I detect no change of style; the writing is Heyworth's own informative style. (One can check events as they were printed in the Conversations published in 1973 [London: Gollancz] and revised and published again in 1985 [London: Faber and Faber].) How much of the final chapter is Heyworth's and how much is Lucas's is not clear, nor is it relevant, as it is a short account of the final years, based on the daughter's account from her caregiver's position. The second volume is accompanied by a detailed discography and film listing, as well as a biographical glossary. The acknowledgments read like a who's who of twentieth-century music-organization executives.

The saga of this physically large German exile reads like a modern day story of Job. Thwarted by the manipulative Arthur Judson, Klemperer was constantly kept from getting the best conductorial posts (New York Philharmonic, Philadelphia Orchestra, Pittsburgh Symphony, guesting at the Metropolitan Opera) or even leading in the New World the important works he had led in Europe (Gustav Mahler's, whose assistant he had been, for instance). The details are all there for the reading; the book is important in order to understand the American music business in the first half of the twentieth century. Of special interest and detail is the account of musical life when Klemperer first came to the United States to head the Los Angeles Philharmonic; he was one of the first German exiles to that then backwater. ("Please do the Tchaikovsky Pathetique but ending with the loud movement.")

The incredible physical and mental illnesses that afflicted Klemperer are also spelled out: concussion from a fall from a podium and a connected brain tumor and resultant surgery, the bipolar personality disorder and his bizarre behavior stemming from this, the fracture and long convalescent period from a fall in Montreal (where he did much to train that orchestra, a tale little known until now), and the terrible burns from a fire set by smoking in bed at his Zurich home - all of these are set forth for the reader. One wonders how the man went on, but it is truly a story of the will to conquer, for nothing seemed to quench the life spirit in that huge frame. No wonder few managers wanted to deal with him. After the 1945 peace he had a long period doing opera in Budapest, as well as a lively production with Walter Felsenstein at his Komischeoper in East Berlin. These were not major places for someone of his talent. We missed ranch by not having Klemperer conduct opera after 1933.

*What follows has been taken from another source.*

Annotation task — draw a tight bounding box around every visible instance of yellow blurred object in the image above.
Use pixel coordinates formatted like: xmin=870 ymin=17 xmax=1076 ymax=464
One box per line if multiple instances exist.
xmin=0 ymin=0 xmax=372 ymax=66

The beginning of the current malaise of the recording industry is also seen in the tale of Klemperer's final years featuring Walter Legge, EMI, the Philharmonia Orchestra, how repertory is chosen, and unmusical and immoral behavior. There is very little information about relations between Klemperer and Herbert yon Karajan (for whom that London recording orchestra was created), but there are marvelous accounts of relations between Klemperer and the other giants of Berlin, Wilhelm Furtwangler, Erich Kleiber, and Bruno Walter.

This is an important and magnificent book. We are in debt to the Heyworth estate, to Lucas, and to Cambridge University Press for fulfilling the author's vision, which completes the view of the full lifespan of this incredible human who somehow continued to come back after being cut down or blocked off. It is an uplifting story, and I rejoice that it is in print.